Afghanistan : Les talibans restreignent les libertés des femmes

 Afghanistan : Les talibans restreignent les libertés des femmes

Depuis leur retour au pouvoir en Afghanistan, les talibans ont imposé une série de restrictions sévères sur les droits et libertés des femmes. Ces décrets, qui touchent presque tous les aspects de la vie quotidienne, ont suscité une indignation mondiale et des appels à l’action pour protéger les droits des femmes afghanes.

Les nouvelles règles interdisent aux femmes d’aller au lycée ou à l’université, de travailler dans la fonction publique, de participer à des manifestations, de partir à l’étranger, de conduire une voiture, de voyager seules ou en taxi, de parler en public, de parler fort à l’intérieur de leur maison, de chanter, de lire le Coran à haute voix en public, de parler à un médecin de sexe masculin, de faire du sport, d’aller à la salle de sport, d’aller au parc, de porter des vêtements lumineux, de porter des talons hauts, de regarder des hommes qu’elles ne connaissent pas, de montrer leur visage en public et de posséder un smartphone.

Ces restrictions drastiques ont plongé les femmes afghanes dans une situation de réclusion et de silence forcé.

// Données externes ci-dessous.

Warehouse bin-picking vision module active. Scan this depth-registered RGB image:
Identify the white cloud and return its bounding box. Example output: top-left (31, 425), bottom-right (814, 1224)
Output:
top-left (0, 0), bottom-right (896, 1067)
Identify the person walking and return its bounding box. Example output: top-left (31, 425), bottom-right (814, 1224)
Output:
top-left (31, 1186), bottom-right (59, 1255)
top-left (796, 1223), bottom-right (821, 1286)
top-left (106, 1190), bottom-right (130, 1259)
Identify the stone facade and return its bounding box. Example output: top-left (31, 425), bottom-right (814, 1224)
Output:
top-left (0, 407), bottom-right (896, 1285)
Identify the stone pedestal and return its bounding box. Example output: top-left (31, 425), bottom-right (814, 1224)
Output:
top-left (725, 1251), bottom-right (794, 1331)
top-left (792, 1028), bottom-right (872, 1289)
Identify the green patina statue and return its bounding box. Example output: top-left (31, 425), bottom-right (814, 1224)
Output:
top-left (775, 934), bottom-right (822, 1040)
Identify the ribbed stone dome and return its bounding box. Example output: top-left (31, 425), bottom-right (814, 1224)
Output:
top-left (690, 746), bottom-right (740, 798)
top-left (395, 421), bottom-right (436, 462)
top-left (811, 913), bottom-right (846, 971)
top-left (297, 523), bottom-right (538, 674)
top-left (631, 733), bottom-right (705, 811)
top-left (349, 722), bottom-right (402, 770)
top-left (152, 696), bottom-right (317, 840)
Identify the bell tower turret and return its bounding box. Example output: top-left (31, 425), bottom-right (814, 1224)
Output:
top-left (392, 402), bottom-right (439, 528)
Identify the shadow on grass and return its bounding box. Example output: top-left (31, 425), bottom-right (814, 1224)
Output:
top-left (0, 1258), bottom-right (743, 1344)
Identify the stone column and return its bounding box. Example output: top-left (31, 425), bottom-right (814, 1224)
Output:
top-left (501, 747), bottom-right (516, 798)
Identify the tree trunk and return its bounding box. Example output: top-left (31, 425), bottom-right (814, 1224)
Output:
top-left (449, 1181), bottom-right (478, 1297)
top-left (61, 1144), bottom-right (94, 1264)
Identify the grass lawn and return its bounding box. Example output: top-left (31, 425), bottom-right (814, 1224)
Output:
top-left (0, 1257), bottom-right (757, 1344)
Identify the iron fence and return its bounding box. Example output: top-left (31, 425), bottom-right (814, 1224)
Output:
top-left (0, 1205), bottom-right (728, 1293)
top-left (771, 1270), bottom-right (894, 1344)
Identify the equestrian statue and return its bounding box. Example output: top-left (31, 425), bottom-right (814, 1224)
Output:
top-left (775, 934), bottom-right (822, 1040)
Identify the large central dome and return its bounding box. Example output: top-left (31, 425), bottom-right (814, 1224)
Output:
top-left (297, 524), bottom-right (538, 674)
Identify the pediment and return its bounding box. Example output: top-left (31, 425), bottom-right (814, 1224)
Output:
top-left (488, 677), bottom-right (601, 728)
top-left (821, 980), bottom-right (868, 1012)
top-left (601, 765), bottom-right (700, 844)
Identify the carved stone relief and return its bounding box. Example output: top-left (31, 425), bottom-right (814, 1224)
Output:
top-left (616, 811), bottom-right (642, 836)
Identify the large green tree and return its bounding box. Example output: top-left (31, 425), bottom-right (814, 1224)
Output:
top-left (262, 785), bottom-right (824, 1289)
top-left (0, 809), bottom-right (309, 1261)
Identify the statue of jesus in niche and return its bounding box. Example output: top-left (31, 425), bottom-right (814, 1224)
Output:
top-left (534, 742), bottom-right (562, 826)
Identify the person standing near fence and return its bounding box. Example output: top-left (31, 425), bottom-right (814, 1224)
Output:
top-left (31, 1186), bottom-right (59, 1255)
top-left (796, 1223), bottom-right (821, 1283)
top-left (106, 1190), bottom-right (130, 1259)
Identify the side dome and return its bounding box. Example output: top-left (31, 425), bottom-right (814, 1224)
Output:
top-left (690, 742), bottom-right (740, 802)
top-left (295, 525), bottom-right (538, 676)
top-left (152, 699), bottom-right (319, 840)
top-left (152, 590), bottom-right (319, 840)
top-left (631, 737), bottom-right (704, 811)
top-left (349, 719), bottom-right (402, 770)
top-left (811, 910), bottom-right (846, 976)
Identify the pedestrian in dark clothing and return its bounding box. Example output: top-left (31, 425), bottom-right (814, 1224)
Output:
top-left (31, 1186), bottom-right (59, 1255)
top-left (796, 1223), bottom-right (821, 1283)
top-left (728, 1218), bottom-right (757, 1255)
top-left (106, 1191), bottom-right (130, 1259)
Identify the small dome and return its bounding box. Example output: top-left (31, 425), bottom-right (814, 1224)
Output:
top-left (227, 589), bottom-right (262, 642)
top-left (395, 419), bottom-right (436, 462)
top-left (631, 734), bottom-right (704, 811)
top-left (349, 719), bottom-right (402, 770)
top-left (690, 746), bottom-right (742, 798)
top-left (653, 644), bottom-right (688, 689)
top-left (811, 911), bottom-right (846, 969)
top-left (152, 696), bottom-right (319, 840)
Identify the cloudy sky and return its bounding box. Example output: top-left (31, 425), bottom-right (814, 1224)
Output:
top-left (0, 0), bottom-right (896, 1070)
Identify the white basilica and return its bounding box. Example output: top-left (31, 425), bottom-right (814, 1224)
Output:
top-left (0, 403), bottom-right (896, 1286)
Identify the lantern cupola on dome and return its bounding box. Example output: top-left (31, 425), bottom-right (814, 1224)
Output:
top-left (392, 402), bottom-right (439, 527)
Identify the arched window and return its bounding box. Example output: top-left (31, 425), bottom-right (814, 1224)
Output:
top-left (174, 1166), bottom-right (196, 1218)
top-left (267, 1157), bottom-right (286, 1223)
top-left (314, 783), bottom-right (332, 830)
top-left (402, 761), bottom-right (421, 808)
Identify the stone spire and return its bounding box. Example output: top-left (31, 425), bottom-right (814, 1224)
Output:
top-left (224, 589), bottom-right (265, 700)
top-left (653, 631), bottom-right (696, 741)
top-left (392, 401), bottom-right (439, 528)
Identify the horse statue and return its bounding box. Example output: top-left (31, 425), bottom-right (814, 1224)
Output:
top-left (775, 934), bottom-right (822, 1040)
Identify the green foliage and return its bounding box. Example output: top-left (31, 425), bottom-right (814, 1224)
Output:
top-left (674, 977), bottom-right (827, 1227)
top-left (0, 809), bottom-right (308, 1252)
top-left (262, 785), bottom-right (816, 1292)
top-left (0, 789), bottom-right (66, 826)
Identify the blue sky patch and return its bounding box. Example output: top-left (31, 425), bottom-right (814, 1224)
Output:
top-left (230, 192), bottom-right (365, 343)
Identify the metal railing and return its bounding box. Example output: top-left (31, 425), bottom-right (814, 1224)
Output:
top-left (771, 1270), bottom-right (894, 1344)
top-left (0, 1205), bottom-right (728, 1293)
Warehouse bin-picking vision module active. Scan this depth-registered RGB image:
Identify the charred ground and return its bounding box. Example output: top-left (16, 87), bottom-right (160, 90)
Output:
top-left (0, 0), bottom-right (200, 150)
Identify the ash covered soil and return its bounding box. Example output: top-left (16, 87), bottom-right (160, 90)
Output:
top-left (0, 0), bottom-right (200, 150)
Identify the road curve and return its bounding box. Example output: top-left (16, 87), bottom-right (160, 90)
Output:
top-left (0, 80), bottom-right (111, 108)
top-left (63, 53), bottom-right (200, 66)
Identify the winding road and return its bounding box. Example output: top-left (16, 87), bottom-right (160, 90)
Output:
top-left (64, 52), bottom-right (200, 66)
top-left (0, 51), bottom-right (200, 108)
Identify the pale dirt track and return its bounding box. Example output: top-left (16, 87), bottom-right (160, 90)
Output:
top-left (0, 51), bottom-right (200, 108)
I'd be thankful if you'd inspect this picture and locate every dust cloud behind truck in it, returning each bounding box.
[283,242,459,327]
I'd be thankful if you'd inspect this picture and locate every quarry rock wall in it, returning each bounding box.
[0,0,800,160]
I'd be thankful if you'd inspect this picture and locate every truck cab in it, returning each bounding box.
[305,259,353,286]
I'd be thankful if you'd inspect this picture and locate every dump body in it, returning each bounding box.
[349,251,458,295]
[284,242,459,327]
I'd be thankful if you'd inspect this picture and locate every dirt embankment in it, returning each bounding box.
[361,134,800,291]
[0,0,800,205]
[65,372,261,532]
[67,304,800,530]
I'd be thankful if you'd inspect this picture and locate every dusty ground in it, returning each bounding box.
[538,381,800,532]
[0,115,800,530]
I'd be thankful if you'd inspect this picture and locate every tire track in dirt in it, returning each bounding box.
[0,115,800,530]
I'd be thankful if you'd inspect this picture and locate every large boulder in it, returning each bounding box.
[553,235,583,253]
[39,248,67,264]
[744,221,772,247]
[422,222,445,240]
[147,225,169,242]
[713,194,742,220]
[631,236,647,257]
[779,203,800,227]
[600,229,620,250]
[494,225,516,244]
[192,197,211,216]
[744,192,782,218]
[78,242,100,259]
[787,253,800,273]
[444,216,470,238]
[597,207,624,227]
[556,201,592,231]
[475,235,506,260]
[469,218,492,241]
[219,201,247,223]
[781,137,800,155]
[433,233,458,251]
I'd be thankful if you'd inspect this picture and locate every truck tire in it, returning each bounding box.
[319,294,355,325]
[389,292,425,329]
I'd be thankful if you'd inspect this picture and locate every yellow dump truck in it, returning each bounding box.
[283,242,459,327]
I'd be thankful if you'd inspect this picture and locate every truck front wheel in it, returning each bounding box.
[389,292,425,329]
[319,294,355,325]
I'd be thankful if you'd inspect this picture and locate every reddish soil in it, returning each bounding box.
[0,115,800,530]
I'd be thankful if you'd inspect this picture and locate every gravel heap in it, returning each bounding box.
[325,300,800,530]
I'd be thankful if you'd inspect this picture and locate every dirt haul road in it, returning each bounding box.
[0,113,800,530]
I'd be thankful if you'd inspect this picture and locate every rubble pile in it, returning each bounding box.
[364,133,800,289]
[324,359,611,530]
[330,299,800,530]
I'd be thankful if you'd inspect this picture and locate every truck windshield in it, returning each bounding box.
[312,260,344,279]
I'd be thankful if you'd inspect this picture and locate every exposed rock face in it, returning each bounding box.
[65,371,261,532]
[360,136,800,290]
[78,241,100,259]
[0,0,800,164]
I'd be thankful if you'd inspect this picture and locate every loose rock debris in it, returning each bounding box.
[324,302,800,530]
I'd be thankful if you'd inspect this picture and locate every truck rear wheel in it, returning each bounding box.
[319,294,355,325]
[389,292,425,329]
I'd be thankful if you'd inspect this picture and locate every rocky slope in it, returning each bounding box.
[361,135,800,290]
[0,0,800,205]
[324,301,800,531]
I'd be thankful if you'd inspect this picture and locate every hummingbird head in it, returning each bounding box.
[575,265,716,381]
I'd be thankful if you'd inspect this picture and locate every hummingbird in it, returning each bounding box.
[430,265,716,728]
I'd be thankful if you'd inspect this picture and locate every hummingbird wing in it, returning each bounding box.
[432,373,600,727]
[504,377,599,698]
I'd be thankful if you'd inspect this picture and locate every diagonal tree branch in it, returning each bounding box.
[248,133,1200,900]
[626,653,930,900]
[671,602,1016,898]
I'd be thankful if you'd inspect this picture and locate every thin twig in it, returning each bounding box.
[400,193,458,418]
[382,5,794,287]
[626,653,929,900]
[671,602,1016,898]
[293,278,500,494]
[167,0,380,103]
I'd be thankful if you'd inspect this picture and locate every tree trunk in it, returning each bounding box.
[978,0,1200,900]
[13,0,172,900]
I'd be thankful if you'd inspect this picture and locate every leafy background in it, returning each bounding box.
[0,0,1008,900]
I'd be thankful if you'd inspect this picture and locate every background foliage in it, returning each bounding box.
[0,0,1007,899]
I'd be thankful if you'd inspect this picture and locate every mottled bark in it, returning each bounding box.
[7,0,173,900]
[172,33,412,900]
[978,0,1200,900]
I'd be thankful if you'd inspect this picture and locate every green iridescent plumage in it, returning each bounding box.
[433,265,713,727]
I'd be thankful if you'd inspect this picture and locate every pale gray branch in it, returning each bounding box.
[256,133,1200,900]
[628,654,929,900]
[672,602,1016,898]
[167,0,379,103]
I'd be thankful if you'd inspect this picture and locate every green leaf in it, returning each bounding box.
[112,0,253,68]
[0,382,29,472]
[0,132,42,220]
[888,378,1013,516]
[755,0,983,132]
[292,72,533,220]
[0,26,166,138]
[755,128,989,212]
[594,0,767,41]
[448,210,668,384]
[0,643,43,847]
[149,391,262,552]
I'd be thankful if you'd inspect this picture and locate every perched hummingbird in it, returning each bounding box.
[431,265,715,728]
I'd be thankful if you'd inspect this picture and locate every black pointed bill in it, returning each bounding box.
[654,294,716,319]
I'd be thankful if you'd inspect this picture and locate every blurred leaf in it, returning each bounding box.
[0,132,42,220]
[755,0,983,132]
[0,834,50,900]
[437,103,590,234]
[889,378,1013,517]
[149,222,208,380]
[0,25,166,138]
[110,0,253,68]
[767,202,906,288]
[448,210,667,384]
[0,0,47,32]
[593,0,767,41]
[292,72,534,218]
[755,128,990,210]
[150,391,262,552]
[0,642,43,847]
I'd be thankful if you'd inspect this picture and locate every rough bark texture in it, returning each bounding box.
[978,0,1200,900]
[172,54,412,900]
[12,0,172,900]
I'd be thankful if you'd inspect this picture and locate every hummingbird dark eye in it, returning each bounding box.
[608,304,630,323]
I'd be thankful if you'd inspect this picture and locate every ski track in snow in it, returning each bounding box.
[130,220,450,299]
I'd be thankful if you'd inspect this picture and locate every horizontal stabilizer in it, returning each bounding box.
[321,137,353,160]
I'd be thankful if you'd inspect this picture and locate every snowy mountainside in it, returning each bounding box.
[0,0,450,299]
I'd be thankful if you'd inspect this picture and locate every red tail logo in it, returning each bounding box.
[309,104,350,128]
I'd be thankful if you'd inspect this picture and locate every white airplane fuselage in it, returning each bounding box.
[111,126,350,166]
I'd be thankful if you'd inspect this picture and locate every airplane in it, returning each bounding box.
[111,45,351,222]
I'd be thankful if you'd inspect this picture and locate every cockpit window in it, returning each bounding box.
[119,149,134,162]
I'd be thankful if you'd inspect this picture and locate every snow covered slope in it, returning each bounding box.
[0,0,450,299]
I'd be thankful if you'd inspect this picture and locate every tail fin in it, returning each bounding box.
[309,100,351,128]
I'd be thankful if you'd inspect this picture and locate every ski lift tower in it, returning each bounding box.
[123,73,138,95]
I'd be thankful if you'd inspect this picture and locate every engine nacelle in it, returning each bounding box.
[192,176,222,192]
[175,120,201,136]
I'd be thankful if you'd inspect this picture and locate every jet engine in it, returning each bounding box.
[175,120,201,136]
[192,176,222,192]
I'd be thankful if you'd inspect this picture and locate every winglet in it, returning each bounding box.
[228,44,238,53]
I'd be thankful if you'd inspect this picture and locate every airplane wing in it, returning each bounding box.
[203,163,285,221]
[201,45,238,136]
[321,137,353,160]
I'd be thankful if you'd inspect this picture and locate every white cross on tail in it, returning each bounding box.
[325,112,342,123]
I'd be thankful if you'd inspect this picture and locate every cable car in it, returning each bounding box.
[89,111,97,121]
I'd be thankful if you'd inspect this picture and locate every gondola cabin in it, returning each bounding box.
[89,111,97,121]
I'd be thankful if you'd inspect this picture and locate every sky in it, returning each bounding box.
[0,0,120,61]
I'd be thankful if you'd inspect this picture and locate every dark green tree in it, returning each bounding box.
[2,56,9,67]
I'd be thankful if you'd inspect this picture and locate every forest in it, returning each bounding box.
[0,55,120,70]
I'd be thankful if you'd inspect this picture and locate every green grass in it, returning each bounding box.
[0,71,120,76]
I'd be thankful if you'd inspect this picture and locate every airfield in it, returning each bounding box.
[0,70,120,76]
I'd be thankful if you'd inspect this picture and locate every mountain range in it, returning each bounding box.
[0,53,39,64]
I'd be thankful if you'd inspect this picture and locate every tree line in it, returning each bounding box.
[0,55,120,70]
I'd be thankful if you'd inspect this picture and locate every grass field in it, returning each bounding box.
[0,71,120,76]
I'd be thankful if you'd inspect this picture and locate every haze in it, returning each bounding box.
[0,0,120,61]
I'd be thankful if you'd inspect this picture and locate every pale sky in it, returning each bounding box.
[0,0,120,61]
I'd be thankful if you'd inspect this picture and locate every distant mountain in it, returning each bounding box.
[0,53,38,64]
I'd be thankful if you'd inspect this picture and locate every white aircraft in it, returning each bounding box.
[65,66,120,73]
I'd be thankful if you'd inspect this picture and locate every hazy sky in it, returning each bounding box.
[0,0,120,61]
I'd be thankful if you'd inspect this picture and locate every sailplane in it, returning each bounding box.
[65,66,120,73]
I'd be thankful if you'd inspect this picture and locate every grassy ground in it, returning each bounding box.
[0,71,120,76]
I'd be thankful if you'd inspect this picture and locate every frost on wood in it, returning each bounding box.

Les talibans justifient ces mesures en invoquant des interprétations strictes de la loi islamique, mais pour beaucoup, il s’agit d’une tentative de contrôler et de subjuguer la moitié de la population du pays.

Les réactions internationales ont été vives. Des organisations de défense des droits de l’homme, des gouvernements et des militants du monde entier ont condamné ces décrets et appelé à des sanctions contre le régime taliban. Les femmes afghanes, quant à elles, continuent de résister de manière courageuse et créative, malgré les risques énormes.

La communauté internationale doit intensifier ses efforts pour soutenir les femmes afghanes et faire pression sur les talibans pour qu’ils révoquent ces restrictions. La lutte pour les droits des femmes en Afghanistan est loin d’être terminée, et il est crucial de ne pas détourner le regard de cette crise humanitaire.